夢はそこで終わり、突如映像にノイズが走る。
少女と少年が歩いている。
桜の花びらが舞い散る道を歩いている。
その一組の男女の元に、また一人、また一人、人が集まってきた。
『彩乃ちゃーん! おはよう!』
『こら、朱哉! 彩姉さんに馴れ馴れしいぞ!』
『悠里くんは相変わらずのシスコンだねぇ。そろそろ俺のことを朱兄さんって呼びなよ』
『誰がお前なんかを!!』
中でも、二人の少年が言い争いをしている。
『二人とも、うるさい』
言い争いの原因になってる少女は溜め息を吐いて、友人であろうと思われる人物と一緒にすたすたと先を歩いていく。
なんだ、この夢?
こんなの、僕に見覚えはない。
こんな記憶、僕は知らない。
『彩乃』
少女を呼ぶ声、その声には、聞き覚えがあった。
声の方向を向いた僕は目を見開いて驚愕した。
そんな……貴方は……っ!!
◆◆◆◆◆
「なんで……どうして……」
慌てて起き上がった僕は、身体中から汗が吹き出していた。
息が切れる、胸が苦しい。
深呼吸をして、冷静になる……
するとどうしたことか、なぜ自分はこんな苦しい気持ちになっているのか、よく分からなかった。

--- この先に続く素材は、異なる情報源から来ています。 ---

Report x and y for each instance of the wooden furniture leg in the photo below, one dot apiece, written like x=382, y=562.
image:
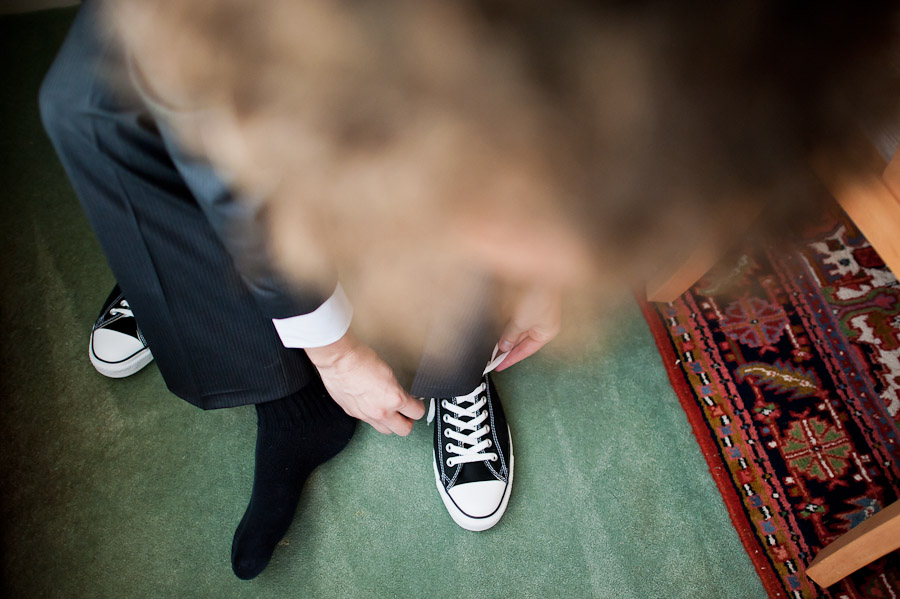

何か夢を見ていたような。でも、何の夢かは思い出せない。そんなに恐ろしい夢だったのか。
これほど僕の心を掻き乱した夢を、僕は覚えていなかった。
窓に朝日が差す。今日もまた、新しい一日が始まる。
「……むにゃむにゃ」
「ん?」
なぜか傍らに、母さんが寝ていた。
「…………」
無言で自分のボディをチェック。うん、大丈夫。襲われてない。
続いて扉をチェック。ほほう、見事に破壊されてますねぇ。
つまり、悪夢の原因は……
「お前かぁぁぁぁぁぁ!!」
「うひゃ?!」
まあ、どうせこんなものですよ。僕の日常は。